Ladungsverteilung auf der Mondoberfläche
Obwohl es derzeit nicht danach aussieht, dass in absehbarer Zeit wieder Menschen auf dem Mond landen werden, geht die Forschung am Erdtrabanten unvermindert weiter. Besonders die polaren Regionen des Mondes stehen im Zentrum des Interesses, befinden sich doch hier Ansammlungen von Wassereis, die für künftige Astronauten von größtem Interesse wären. Nun zeigt sich aber, dass ein Besuch dieser Gebiete nicht ganz risikolos ist.

Ladungsverteilung auf der Mondoberfläche | Eine Simulation der Ladungsverteilung auf der Mondoberfläche zeigt Regionen, die durch den in einem Winkel von null Grad über die Mondoberfläche hinwegstreichenden Sonnenwind elektrisch aufgeladen werden.

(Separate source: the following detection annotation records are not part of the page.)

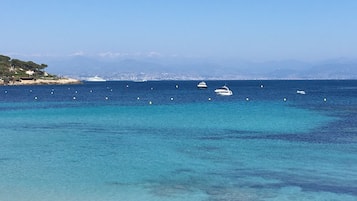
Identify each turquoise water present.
[0,81,357,201]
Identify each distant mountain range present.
[41,56,357,80]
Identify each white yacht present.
[86,76,106,82]
[214,85,233,96]
[296,90,306,95]
[197,81,207,89]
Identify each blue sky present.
[0,0,357,61]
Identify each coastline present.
[0,78,82,86]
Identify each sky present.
[0,0,357,78]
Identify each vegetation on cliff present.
[0,55,64,84]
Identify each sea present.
[0,80,357,201]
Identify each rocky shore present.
[0,78,82,85]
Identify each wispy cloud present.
[97,51,163,58]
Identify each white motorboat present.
[86,76,106,82]
[214,85,233,96]
[197,81,207,89]
[296,90,306,95]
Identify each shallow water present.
[0,81,357,201]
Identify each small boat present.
[296,90,306,95]
[197,81,207,89]
[86,76,106,82]
[214,85,233,96]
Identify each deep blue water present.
[0,80,357,201]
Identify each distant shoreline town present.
[0,55,81,85]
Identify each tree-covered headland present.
[0,55,57,84]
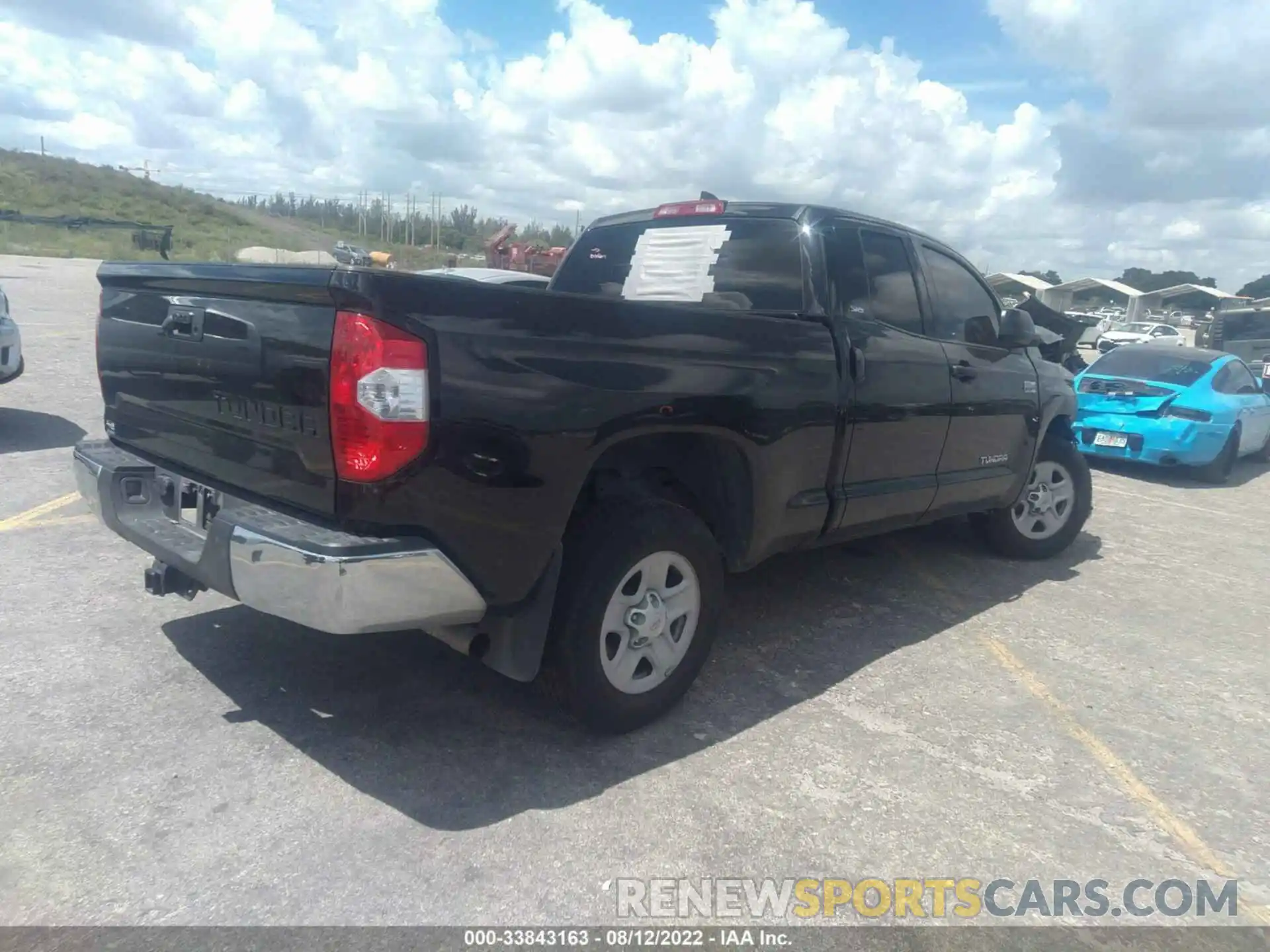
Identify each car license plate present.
[1093,433,1129,450]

Die am stärksten aufgeladenen Gebiete erscheinen fast schwarz, der Sonnenwind strömt von links nach rechts.
Ein Forscherteam um William Farrell am Goddard Space Flight Center der NASA in Maryland stellte fest, dass der Sonnenwind, wenn er über natürliche Hindernisse strömt, die Ränder der polaren Krater stark elektrisch aufladen kann. Die Potenziale die dabei entstehen, können mehrere hundert Volt betragen. Fliegt nun ein Raumschiff in diese Regionen, so wären statische Entladungen möglich, welche die Elektronik an Bord ruinieren könnten.

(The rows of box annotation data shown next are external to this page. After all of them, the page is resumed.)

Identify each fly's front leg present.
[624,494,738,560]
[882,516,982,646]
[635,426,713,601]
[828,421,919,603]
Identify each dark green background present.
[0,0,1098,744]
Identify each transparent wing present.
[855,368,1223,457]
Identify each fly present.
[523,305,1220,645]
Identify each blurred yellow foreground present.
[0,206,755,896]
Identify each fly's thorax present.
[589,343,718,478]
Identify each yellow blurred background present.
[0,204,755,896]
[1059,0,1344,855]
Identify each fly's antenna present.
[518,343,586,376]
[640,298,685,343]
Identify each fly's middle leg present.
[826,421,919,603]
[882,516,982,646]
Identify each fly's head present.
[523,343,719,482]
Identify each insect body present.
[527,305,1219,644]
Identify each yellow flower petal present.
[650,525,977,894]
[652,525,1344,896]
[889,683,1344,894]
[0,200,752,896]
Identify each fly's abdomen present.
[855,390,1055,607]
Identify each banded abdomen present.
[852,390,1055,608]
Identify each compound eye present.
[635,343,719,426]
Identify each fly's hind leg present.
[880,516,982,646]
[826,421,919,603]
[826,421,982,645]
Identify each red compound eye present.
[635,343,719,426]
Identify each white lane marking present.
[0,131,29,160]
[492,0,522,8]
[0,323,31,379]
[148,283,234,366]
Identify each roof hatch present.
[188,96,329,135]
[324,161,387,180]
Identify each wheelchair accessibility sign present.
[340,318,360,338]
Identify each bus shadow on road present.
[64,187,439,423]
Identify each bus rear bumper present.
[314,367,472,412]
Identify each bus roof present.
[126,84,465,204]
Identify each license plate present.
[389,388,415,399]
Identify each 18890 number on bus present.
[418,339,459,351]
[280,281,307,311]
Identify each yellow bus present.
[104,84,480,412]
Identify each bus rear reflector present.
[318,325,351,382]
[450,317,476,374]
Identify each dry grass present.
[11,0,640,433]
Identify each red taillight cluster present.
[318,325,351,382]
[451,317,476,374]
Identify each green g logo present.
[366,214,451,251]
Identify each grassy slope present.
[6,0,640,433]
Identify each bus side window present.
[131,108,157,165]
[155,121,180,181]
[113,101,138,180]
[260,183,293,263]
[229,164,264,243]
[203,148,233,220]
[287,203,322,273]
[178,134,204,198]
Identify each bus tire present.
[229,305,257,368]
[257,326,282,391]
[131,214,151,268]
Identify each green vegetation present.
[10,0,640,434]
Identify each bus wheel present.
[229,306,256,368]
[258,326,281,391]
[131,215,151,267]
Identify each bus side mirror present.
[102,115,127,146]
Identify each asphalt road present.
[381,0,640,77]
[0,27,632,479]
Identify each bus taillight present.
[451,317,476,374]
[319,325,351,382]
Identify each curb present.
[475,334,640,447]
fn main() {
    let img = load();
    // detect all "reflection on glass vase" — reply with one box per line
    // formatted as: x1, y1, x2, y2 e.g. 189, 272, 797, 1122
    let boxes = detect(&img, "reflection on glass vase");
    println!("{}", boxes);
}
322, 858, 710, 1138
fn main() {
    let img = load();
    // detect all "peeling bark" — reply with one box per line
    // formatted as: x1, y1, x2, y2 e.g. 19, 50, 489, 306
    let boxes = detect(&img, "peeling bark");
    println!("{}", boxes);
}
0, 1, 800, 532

Zudem könnte elektrisch geladener und damit sehr klebriger und anhänglicher Feinstaub sich an kritischen Stellen von Raumanzügen festsetzen und dabei Dichtungen ruinieren und auch in das Innere der Raumfahrzeuge geschleppt werden. Ein Einatmen des Feinstaubs könnte stark negative Folgen für die Gesundheit bedeuten, da der Staub überwiegend aus Silikaten besteht und somit eine Staublunge droht.

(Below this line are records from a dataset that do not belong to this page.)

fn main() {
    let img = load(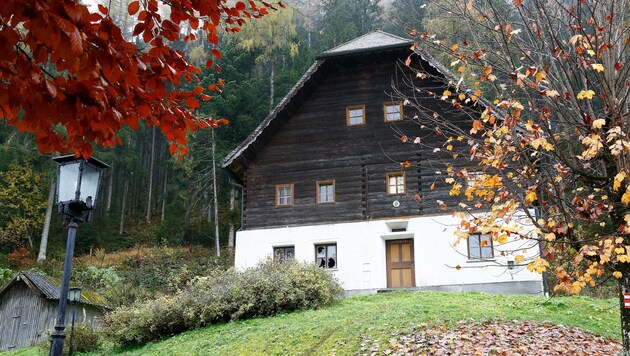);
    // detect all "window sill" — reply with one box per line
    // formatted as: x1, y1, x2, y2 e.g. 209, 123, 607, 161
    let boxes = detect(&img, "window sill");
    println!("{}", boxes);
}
466, 258, 497, 263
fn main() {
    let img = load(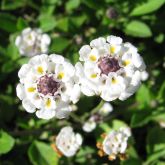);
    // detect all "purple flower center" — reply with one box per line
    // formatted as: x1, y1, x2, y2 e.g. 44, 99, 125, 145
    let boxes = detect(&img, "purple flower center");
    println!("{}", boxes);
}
98, 57, 120, 75
37, 75, 60, 96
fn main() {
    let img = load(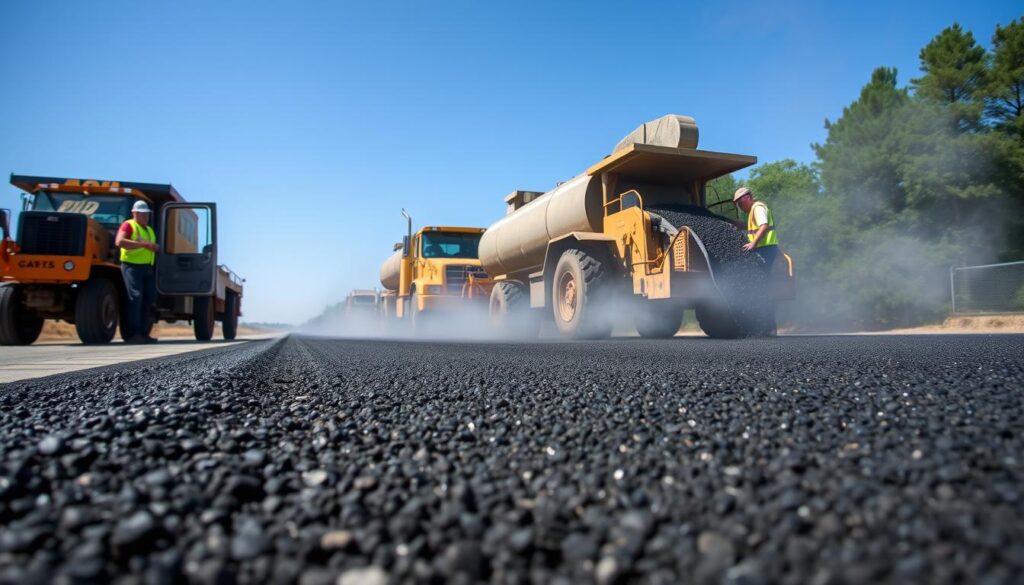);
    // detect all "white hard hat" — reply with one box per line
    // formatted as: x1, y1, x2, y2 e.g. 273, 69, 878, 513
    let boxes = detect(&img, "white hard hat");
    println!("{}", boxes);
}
732, 186, 752, 203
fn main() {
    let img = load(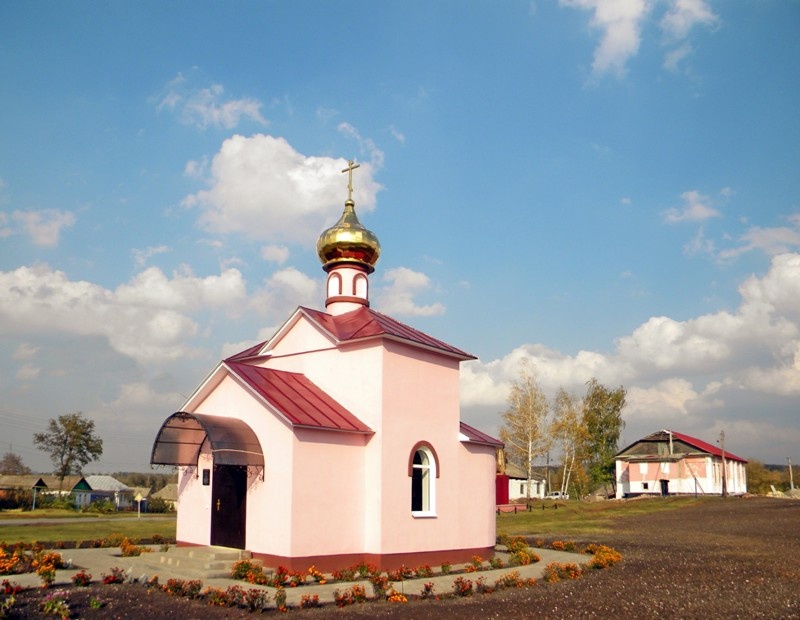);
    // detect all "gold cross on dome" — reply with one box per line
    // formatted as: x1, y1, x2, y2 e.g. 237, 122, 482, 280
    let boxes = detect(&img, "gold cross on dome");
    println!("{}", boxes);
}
342, 159, 361, 200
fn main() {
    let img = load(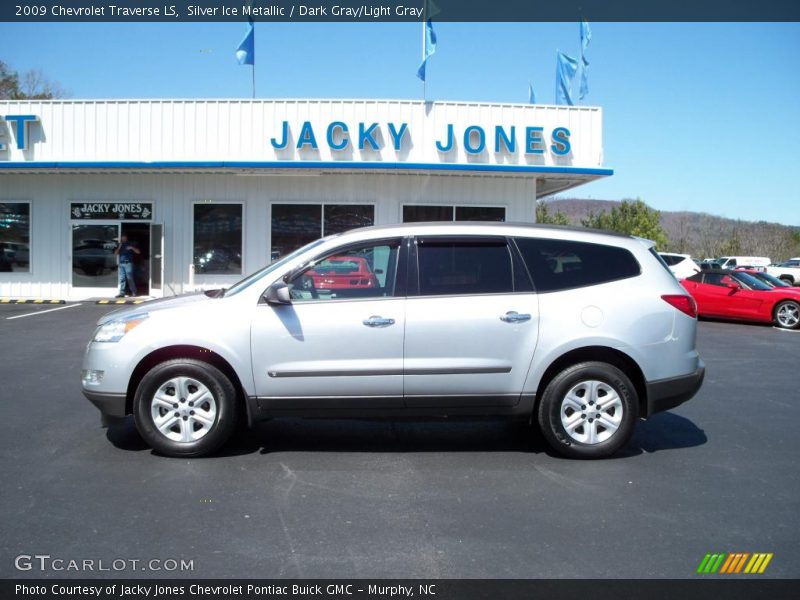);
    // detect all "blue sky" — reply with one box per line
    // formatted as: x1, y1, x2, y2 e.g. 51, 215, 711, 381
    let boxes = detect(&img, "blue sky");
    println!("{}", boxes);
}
0, 23, 800, 225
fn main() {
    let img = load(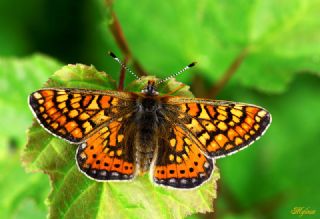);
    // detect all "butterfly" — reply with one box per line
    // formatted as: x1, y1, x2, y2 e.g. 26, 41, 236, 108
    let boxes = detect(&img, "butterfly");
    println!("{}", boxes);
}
29, 55, 271, 189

Der Sonnenwind ist ein ständig von der Sonne ausgehender Strom geladener Teilchen. Er besteht aus negativ geladenen Elektronen und positiv geladenen Ionen. Im Bereich der Mondpole strömt der Sonnenwind fast horizontal über die Landschaft, da der Erdtrabant im Hinblick zur Sonne fast keine Achsenneigung aufweist. Zudem besitzt der Mond keine Atmosphäre, die dem Sonnenwind irgendeine Form von mechanischem Widerstand leisten könnte.

Das Forscherteam untersuchte mittels Computermodellen was passiert, wenn der Sonnenwind über die Ränder der polaren Krater strömt. Dabei stellten die Physiker fest, dass sich dabei der Sonnenwind in manchen Aspekten wie Wind auf der Erde verhält. Er strömt tief in die Täler und Krater hinein und erreicht auch die Kraterböden. Da der Sonnenwind aus geladenen Partikeln besteht, kommt es dabei zu ungewöhnlichen Aufladungseffekten in den obersten Schichten der Mondgesteine.

Elektronen besitzen eine mehr als tausendmal geringere Masse als die Ionen und können sich schneller bewegen und dringen dabei weiter in die Krater und Täler ein und sorgen so für eine negative Aufladung in manchen Gebieten. Die positv geladenen Ionen folgen schließlich nach, erreichen aber die aufgeladenen Regionen in geringeren Konzentrationen als die Elektronen, so dass ein negativer Ladungsüberschuss bestehen bleibt.

Die Simulationen zeigen, dass die Trennung der Elektronen von den Ionen besonders effizient an der Leeseite der Kraterwände zum Sonnenwind von statten geht. Besonders stark negativ aufgeladen werden dabei der innere Kraterrand und die Teile des Kraterbodens, die der Strömung des Sonnenwinds am nächsten liegen.

Elektrisch aufgeladene Regionen auf der Mondoberfläche | Nach dem Modell von William Farrell und Kollegen strömt der Sonnenwind praktisch horizontal über die Krater an den Mondpolen hinweg (lange Pfeile). Dabei sammeln sich Elektronen auf der Leeseite des Kraterwalls an (kleine Striche) und sorgen für eine negative elektrische Aufladung mit einer Potenzialdifferenz von mehreren hundert Volt. Schließlich ist das Oberflächenmaterial so stark aufgeladen, dass negativ geladene Feinstaubteilchen von den ebenfalls negativ geladenen Mondgesteinen abgestoßen werden und über der Mondoberfläche zu schweben beginnen (braune Teilchen mit Strichen). Die Teilchen driften über die Mondoberfläche hinweg und schlagen sich in nicht elektrisch aufgeladenen Regionen des Monds nieder. Durch diesen Ladungstransport wird eine immer stärkere elektrische Aufladung der Mondoberfläche verhindert.
Zu diesen negativen Ladungen hin werden die positiven Ionen des Sonnenwinds angezogen, sie können aber aufgrund ihrer größeren Massen nicht schlagartig von ihrer ursprünglichen Bahn abweichen und erreichen nicht die unmittelbar an den Kraterrändern liegenden Regionen, die somit ihre negativ Ladung beibehalten. Allerdings kann die Aufladung nicht bis ins Unermessliche weiter gehen, sondern endet bei einigen hundert Volt Potenzialdifferenz.

Schließlich sorgen die Anziehungskräfte zwischen den negativ geladenen Regionen und den positiven Ionen im Sonnenwind dafür, dass andere ungewöhnliche elektrische Ströme zu fließen beginnen. Eine mögliche Quelle für die Ströme könnte negativ aufgeladener Feinstaub sein, der von der negativ geladenen Oberfläche abgestoßen wird und über den Mondgesteinen zu schweben beginnt. Der Staub strömt von den stark geladenen Regionen fort und setzt sich in neutralen Gebieten wieder ab, wo er vom Sonnenwind entladen wird.

Tatsächlich beobachteten frühe Mondsonden und die Astronauten der Apollo-Missionen bei Sonnenauf- und untergängen schwache Staubschleier, die über der Oberfläche zu schweben schienen. Das Forscherteam möchte nun seine Simulationen weiter entwickeln, um ein vollständig dreidimensionales Modell des Strömungsverhaltens des Sonnenwinds auf der Mondoberfläche zu erhalten.